Hey there guys! Having a good day? Well I made an extremely simple resource . Remember Roblox made an update where tostring will start returning millions of decimals, just for accuracy. But some people prefer old behaviour of tostring. so I made this! With logarithms(thank God they exist) I made this very simple resource
So basically, it’s just the old behaviour of tostring.
Enjoy.
function shorttostring(numb)
local Len = math.floor(math.log10(numb)+.5)
return string.sub(tostring(numb),1,Len)
end
print(tostring(.3)) -- 0.3000002 (not sure but I'm sure it brings so much decimals)
print(shorttostring(.3)) -- 0.3
why you want to use this over other methods
Alright, here’s why you should use this over other methods.
String.format %.f
yes it does Indeed help remove the millions of decimals, but what if you want to keep the decimals without the millions of decimals, you might want to use my method because %.f removes all decimals I believe.
I don’t know any alternatives but tell me if there is
Feedback is appreciated
Btw I made this in pure Lua which isn’t really needed to be in pure Lua, so that’s why I have stuff like floor + .5
The “old” tostring behaviour is platform (compiler) dependant. You have to check the platform to be fully able to reproduce the old behaviour along with checking edge cases as you do not seem to account for IEEE 754 special values (Infinity, different kinds of NaNs, or subnormal numbers).
For Win32 systems (which Roblox was compiled by MSVC), before Roblox was compiled by MSVC 2015(?), Infinity used to print 1.#INF, quiet NaN used to print 1.#QNAN, signaling NaN used to print 1.#SNAN, and indefinite NaN used to print 1.#IND; you’ll also notice that it rounds the value to 17 significant digits regardless of the settings of the format.
ShortToString is rather misleading name. The “new” behaviour is already in the “shortest” decimal representation of IEEE 754 double precision floating point.
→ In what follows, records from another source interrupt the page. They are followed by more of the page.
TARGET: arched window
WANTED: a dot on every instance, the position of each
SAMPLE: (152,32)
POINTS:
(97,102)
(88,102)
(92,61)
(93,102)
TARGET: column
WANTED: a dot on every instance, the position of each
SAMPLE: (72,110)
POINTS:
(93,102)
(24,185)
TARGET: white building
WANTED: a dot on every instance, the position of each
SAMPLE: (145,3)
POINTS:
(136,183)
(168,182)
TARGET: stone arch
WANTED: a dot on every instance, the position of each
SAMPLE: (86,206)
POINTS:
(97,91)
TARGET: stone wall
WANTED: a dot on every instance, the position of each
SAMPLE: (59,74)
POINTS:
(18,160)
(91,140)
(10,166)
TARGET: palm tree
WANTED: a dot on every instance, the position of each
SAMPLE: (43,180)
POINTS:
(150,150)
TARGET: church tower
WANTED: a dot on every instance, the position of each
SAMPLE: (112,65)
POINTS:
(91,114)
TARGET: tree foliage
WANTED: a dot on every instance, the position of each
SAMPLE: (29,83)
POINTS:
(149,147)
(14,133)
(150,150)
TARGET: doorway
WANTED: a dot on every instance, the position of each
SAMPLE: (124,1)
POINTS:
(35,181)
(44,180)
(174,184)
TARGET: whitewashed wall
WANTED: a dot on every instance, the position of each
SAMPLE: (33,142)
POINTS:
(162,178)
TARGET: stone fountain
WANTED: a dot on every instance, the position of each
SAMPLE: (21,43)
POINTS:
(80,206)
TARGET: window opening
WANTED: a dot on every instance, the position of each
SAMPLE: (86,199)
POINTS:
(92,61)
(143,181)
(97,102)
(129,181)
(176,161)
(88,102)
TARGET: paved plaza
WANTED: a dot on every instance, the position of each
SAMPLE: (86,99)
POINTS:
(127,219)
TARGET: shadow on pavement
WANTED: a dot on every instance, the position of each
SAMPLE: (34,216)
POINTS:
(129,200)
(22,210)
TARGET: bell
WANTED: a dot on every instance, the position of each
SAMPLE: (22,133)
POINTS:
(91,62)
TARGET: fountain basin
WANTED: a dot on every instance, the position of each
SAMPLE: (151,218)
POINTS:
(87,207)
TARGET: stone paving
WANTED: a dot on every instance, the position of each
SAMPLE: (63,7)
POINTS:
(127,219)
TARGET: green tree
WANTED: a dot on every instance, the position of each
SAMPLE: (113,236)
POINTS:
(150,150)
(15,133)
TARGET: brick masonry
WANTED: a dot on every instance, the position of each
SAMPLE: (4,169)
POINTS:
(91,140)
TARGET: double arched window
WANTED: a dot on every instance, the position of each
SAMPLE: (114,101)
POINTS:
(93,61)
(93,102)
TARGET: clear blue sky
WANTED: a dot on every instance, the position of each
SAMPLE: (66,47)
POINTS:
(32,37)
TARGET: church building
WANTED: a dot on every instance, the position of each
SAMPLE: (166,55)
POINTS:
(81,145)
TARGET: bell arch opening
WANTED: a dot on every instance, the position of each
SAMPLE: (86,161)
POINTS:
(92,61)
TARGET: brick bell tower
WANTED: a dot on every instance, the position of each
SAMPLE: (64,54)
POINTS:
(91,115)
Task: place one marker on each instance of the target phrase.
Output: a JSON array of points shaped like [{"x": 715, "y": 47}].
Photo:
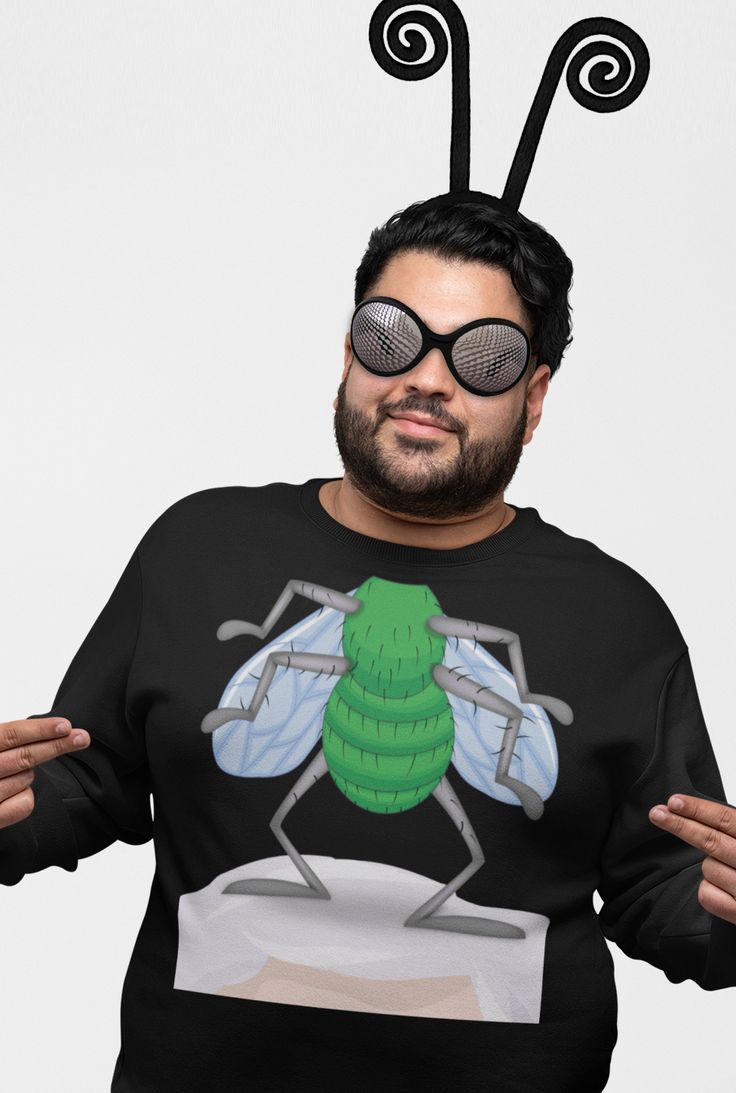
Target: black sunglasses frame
[{"x": 443, "y": 342}]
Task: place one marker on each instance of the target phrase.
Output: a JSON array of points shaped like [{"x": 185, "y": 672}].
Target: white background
[{"x": 187, "y": 191}]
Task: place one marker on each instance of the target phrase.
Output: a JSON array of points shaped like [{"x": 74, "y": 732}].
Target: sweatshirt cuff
[{"x": 44, "y": 838}]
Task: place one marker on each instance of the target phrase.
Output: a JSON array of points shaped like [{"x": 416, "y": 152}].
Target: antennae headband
[{"x": 615, "y": 79}]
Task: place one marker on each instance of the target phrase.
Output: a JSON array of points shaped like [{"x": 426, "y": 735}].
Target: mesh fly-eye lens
[{"x": 488, "y": 357}]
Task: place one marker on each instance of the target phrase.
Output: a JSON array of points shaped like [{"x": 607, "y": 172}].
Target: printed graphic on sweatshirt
[{"x": 398, "y": 695}]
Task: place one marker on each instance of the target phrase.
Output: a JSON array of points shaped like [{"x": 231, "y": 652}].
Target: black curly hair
[{"x": 539, "y": 269}]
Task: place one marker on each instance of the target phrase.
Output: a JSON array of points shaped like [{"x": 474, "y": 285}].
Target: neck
[{"x": 349, "y": 507}]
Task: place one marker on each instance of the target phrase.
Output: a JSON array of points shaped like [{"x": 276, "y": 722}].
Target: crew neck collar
[{"x": 525, "y": 521}]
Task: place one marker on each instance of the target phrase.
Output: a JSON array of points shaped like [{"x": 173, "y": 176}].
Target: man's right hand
[{"x": 24, "y": 744}]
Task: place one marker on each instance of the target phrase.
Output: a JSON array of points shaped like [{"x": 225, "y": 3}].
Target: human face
[{"x": 465, "y": 466}]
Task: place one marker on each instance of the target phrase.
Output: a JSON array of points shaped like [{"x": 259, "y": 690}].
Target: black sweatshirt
[{"x": 389, "y": 774}]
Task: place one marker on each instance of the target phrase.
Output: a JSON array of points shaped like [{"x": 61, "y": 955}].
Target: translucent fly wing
[
  {"x": 479, "y": 732},
  {"x": 289, "y": 721}
]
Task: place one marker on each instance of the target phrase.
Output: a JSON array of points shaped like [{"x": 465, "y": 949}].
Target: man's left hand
[{"x": 712, "y": 829}]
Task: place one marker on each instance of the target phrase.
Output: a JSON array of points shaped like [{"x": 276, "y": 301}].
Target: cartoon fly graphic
[{"x": 390, "y": 726}]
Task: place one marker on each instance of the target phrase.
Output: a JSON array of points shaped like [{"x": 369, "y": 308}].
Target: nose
[{"x": 430, "y": 375}]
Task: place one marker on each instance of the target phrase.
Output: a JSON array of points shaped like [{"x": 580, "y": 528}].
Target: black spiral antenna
[{"x": 614, "y": 82}]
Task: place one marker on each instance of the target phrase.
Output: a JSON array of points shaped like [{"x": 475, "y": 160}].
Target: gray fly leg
[
  {"x": 319, "y": 594},
  {"x": 471, "y": 691},
  {"x": 266, "y": 885},
  {"x": 479, "y": 631},
  {"x": 310, "y": 661},
  {"x": 462, "y": 924}
]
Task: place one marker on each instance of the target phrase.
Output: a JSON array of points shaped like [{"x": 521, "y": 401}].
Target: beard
[{"x": 415, "y": 478}]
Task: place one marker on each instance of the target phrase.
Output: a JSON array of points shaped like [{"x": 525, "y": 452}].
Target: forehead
[{"x": 447, "y": 293}]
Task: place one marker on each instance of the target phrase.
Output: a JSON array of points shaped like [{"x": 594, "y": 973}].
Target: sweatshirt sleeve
[
  {"x": 649, "y": 877},
  {"x": 86, "y": 800}
]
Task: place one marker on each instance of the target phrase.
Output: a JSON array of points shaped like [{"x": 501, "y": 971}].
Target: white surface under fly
[{"x": 352, "y": 952}]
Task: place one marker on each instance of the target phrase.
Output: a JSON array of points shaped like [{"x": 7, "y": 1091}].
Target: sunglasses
[{"x": 487, "y": 356}]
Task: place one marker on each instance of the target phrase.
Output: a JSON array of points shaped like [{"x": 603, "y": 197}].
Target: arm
[
  {"x": 650, "y": 879},
  {"x": 85, "y": 801}
]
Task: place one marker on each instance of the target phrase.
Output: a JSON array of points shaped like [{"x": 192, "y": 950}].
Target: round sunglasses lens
[
  {"x": 385, "y": 338},
  {"x": 490, "y": 357}
]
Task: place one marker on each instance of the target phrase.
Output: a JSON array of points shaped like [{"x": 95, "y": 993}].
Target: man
[{"x": 386, "y": 791}]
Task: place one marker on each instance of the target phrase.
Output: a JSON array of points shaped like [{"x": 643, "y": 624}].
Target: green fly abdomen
[{"x": 388, "y": 731}]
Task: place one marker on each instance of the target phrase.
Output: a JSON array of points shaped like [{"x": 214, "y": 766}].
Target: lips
[
  {"x": 420, "y": 420},
  {"x": 417, "y": 425}
]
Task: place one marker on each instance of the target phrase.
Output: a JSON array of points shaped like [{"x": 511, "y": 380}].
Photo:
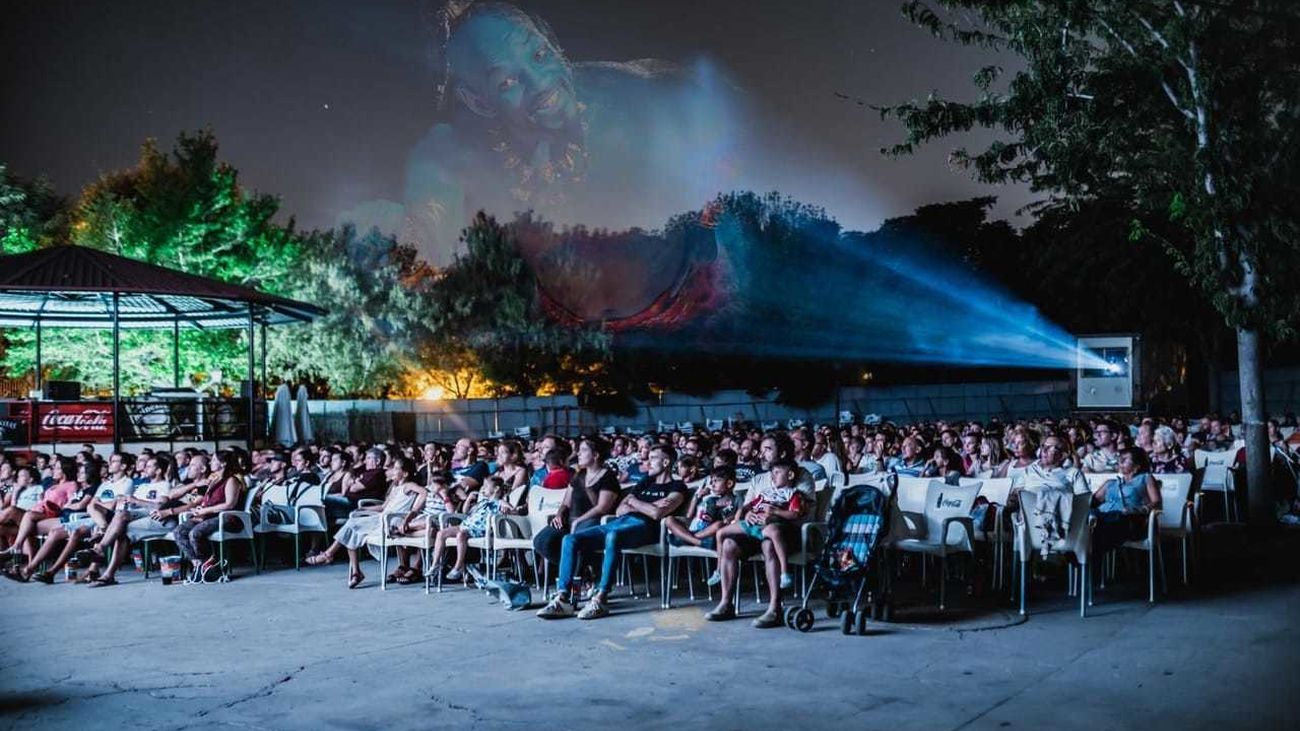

The old behaviour just rounds the value by 14 significant digits.
Sorry but your implementation of this is severely flawed. log10(x) finds the y of 10y = x - log10(0.3) “rounded” (floored with value added by 0.5) to integer is -1 which gets the last index of the string (in which you used string.sub) - keep in mind that string library functions have index starting at 1 rather than 0 and includes the upper bound.
Alongside that, you’re still relying on the “new” tostring behaviour, evidenced by a tostring call.
The “new” tostring behaviour is similar to the one used in V8 (Chromium-based browsers, Node.js), and CPython after 3.1.